Thank you ! Up untill Obamination Congress spent about $1.40 for every $1.00 it received in taxes and now under Obamination the ratio is of course worse. It is IMPOSSIBLE to reduce our debt no matter how much taxes are raised when we spend 40% more than we take in. Our collective debt just like any personal debt is caused by SPENDING!

November 12, 2011 at 8:13 a.m.
EaTn said...

Ronald Reagan was a mediocre actor/president.

November 12, 2011 at 4 p.m.
conservative said...

To make matters worse 47% of American households pay no federal income taxes. They are the ones eligible for food stamps, free school lunches for their children, free or heavily subsidized health care, subsidized rent, section 8 housing, wellfare, and tax credits to name some. These 47% are responsible for much of our debt yet irresponsibly clamor for more programs for which they will qualify. The makers have got to get control if this country is to survive.

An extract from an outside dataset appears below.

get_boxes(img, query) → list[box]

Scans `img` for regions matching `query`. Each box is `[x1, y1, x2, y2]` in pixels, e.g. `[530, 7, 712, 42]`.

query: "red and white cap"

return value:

November 12, 2011 at 4:59 p.m.
chet123 said...

CONSERVATIVE....Where were you when George Bush dumped this deficit on Obama that was once a surplus...hmmmmm...i dont expect this or any President to clear this mess in only 4 years.....Obama is doing fine with a do nothing republican congress who have about 3% approval rating...

CONSERVATIVE...You say 47% of American households pay no incomes Taxes,,,really, really.....What does that say about the income gap between the "working/middle class" and the "rich and greedy" hmmmmm..hmmmmmmm.thanks for making my point for me....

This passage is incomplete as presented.